11 03 2014 Heart Sounds Flashcards
Where are the 3 pathways of getting blood back to the RA?
- Coronary Sinus
- Superior Vena Cava
- Inferior vena Cava
What would cause a prominent increase in the A-wave in a Jugular Venous Pulsation fluctuations?
Tricuspid Stenosis
Right Ventricular Hypertrophy
- anything that would make the atria have to squeeze harder
What would cause a prominent increase in the v-wave in a Jugular Venous Pulsation (JVP) graph?
V-wave : diastolic filling (muscle is relaxed)
Tricuspid Regurgitation
What would cause a prominent y-wave in a Jugular venous pulsation (JVP) schematic?

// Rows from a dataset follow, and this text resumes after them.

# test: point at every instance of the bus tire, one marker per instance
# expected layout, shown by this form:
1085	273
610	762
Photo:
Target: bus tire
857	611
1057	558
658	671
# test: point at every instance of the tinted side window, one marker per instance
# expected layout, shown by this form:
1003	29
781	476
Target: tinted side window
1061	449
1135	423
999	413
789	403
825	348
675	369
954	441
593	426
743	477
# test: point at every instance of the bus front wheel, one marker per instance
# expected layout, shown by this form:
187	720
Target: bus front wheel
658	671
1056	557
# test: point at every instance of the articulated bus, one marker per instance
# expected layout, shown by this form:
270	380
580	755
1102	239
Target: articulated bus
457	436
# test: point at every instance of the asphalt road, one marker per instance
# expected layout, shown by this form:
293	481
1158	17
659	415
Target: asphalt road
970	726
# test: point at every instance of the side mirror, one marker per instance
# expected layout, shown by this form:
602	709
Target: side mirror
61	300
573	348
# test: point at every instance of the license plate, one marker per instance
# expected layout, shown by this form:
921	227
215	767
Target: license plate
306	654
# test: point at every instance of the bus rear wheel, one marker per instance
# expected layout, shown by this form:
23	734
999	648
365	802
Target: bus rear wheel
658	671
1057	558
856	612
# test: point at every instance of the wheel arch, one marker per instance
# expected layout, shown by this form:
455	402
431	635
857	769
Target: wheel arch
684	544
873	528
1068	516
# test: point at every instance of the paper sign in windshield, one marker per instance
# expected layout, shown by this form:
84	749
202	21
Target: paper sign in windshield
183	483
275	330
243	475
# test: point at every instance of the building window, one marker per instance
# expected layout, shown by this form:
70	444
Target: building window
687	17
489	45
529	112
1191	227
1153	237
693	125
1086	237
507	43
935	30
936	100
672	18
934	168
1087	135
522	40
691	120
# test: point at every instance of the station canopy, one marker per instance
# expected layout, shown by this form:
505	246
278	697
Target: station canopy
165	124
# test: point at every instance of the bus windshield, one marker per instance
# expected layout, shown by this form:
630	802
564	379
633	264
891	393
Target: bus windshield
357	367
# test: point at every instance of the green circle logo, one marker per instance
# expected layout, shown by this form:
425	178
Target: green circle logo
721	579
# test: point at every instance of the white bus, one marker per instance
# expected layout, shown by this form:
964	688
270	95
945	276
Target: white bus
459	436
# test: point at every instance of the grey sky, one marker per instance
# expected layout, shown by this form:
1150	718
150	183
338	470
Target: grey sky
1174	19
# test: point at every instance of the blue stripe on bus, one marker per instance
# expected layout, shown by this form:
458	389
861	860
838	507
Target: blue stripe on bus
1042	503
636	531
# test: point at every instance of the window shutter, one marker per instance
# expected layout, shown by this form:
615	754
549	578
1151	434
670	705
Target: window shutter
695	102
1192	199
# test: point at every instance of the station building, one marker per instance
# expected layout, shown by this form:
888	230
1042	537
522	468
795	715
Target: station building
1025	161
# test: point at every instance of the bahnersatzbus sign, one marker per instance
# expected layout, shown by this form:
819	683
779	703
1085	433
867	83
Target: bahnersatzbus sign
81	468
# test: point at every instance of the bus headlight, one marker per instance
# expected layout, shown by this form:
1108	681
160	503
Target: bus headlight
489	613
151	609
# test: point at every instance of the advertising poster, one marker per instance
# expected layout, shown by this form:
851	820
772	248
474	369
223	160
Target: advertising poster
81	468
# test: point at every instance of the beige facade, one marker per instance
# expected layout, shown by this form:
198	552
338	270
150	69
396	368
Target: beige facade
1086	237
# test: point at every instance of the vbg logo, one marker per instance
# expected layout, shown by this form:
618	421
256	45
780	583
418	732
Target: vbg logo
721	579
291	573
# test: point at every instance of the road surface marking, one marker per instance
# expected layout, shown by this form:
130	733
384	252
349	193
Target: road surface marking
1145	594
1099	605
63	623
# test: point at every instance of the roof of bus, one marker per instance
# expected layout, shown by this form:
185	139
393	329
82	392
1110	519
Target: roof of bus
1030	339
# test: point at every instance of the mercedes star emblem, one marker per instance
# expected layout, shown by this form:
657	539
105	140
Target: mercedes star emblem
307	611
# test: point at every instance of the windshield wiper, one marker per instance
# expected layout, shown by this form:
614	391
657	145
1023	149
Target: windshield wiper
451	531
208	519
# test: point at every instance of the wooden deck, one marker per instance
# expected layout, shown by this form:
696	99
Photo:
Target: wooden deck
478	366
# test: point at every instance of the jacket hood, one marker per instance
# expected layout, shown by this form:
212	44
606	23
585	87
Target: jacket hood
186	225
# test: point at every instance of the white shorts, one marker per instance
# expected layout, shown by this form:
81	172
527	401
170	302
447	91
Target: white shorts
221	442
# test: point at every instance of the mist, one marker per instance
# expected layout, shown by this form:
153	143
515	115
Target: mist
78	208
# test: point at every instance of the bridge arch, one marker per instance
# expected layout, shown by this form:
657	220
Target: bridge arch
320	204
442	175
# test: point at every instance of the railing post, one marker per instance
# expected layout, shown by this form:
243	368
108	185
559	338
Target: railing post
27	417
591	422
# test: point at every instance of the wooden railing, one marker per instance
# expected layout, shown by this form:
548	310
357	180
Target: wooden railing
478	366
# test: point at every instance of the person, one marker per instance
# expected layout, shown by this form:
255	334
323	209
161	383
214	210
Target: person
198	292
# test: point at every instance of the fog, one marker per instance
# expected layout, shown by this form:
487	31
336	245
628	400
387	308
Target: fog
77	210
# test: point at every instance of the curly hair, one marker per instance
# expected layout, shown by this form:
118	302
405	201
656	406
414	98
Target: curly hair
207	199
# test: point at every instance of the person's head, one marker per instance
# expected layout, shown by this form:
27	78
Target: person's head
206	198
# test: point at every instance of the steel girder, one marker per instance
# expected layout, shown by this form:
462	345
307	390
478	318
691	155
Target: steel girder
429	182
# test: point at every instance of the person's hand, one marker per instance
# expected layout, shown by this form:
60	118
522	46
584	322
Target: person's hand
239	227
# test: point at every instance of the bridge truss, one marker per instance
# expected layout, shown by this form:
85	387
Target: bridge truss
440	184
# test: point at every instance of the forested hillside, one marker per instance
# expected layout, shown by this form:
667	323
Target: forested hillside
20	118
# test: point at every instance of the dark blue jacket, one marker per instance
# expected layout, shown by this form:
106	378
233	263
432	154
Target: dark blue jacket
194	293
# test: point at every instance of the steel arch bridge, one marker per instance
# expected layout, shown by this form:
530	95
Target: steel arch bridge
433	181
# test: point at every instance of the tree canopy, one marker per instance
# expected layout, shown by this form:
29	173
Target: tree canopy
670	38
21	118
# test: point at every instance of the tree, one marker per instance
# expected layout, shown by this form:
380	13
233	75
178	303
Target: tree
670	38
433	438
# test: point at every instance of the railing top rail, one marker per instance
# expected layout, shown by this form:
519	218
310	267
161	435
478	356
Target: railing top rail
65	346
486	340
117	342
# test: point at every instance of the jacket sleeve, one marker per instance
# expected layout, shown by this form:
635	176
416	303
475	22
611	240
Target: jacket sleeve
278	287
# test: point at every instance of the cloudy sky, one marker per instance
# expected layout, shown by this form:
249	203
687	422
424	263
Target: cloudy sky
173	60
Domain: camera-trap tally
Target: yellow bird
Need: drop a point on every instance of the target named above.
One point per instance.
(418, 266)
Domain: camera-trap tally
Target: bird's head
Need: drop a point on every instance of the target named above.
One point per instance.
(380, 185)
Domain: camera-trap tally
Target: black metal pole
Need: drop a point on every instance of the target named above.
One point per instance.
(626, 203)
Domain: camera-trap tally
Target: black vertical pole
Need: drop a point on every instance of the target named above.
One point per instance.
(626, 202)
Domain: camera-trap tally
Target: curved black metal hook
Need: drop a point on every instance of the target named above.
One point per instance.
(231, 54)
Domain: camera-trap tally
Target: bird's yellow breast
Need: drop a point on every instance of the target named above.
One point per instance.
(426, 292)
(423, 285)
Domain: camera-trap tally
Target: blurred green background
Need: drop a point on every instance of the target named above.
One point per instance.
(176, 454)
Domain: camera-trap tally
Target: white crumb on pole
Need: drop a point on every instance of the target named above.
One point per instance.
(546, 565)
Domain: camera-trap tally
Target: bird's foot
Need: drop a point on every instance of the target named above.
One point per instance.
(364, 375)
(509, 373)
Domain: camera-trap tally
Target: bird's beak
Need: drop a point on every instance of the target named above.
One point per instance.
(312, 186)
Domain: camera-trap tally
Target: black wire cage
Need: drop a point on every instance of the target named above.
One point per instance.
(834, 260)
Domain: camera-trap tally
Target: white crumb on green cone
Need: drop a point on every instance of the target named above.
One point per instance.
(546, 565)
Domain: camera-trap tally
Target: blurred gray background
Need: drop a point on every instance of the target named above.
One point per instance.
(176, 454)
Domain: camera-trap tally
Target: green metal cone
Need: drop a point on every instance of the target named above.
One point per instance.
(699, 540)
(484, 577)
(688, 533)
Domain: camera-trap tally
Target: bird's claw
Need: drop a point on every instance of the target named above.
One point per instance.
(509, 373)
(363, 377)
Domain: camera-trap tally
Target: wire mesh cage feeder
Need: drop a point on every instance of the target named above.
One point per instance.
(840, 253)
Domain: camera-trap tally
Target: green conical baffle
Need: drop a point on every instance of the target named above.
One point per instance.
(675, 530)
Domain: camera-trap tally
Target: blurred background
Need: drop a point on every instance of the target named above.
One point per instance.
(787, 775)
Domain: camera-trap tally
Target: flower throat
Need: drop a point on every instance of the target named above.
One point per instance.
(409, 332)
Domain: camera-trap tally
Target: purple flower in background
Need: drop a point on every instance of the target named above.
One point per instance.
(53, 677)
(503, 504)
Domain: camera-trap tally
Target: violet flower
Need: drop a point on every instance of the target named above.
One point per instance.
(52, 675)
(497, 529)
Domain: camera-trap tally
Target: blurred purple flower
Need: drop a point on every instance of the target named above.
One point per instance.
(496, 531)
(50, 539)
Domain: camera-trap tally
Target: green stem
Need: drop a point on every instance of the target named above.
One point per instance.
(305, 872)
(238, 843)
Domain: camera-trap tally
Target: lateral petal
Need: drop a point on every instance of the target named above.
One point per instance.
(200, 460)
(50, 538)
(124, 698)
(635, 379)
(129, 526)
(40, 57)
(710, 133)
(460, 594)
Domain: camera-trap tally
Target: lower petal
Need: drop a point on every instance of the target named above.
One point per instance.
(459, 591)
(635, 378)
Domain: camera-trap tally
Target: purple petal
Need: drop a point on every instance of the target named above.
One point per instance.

Y : passive filling of RV (tricuspid opens)
Constrictive Percarditis
What are the 3 factors that affect the intensity of the S1 sound
- Distance (PR interval) between opening of valves and ventricle contraction
- mobility of leaflets
- rate of rise in the ventricular pressure.
Pathological effects that will INCREASE the intensity of S1 sound?
- shortened PR interverval
- leaflets are far apart and slammed shut - Mitral stenosis
- Tachycardia/ high cardiac outputs (exercise or anemia)
Pathological effects that will DECREASE the intensity of S1 sound?
- prolonged PR interval
- gives more time for leaflets to come back towards each other = smaller distance - Mitral regurgitation
- Severe mitral stenosis
- Stiff ventricle: systematic hypertension
Where is S1 best heard?
At the apex of the heart
What is the reasoning behind the physiological splitting of the S2 ; where does it occur; where is it best heard?
- occurs during inspiration
- Increase in negative pressure
- Delays Pulmonic Valve closure
(b/c of delay in back pressures from pulmonic artery)
- early Aortic valve closure
(less venous return from pulmonic vein to LA = less blood going to LV = less filling time = early aortic closure)
Best heard over the pulmonic valve area (2nd left intercostal space)
Explain pathophysiology of a cause that would INCREASE INTENSITY of S2?
Hypertension (systemic or pulmonary)
- velocity of blood in aorta/ pulmonary artery is augments = hits against valve harder
Explain pathophysiology of a douse that would DECREASE INTENSITY of S2?
Aortic or Pulmonic valve stenosis because the leaflets are fixed in position
what are the 3 ways S2 abnormally splits
- widening
- fixed splitting
- Paradoxical splitting
Widening splitting
Separation of A2 and P2 in expiration and EVEN MORE SO in Inspiration
usually caused by RBBB or pulmonic valve stenosis
Fixed splitting
abnormal widening that is constant throughout respiratory cycle
caused by Atrial-septal defect – delay in P2 closure due to chronic volume overload in Rt. heart
Pardoxical splitting
Audible separation between A2 and P2 during EXPIRATION and 1 sound during inspiration
LBBB and severe aortic stenosis
A2 is delayed so much that during inspiration it comes after P2.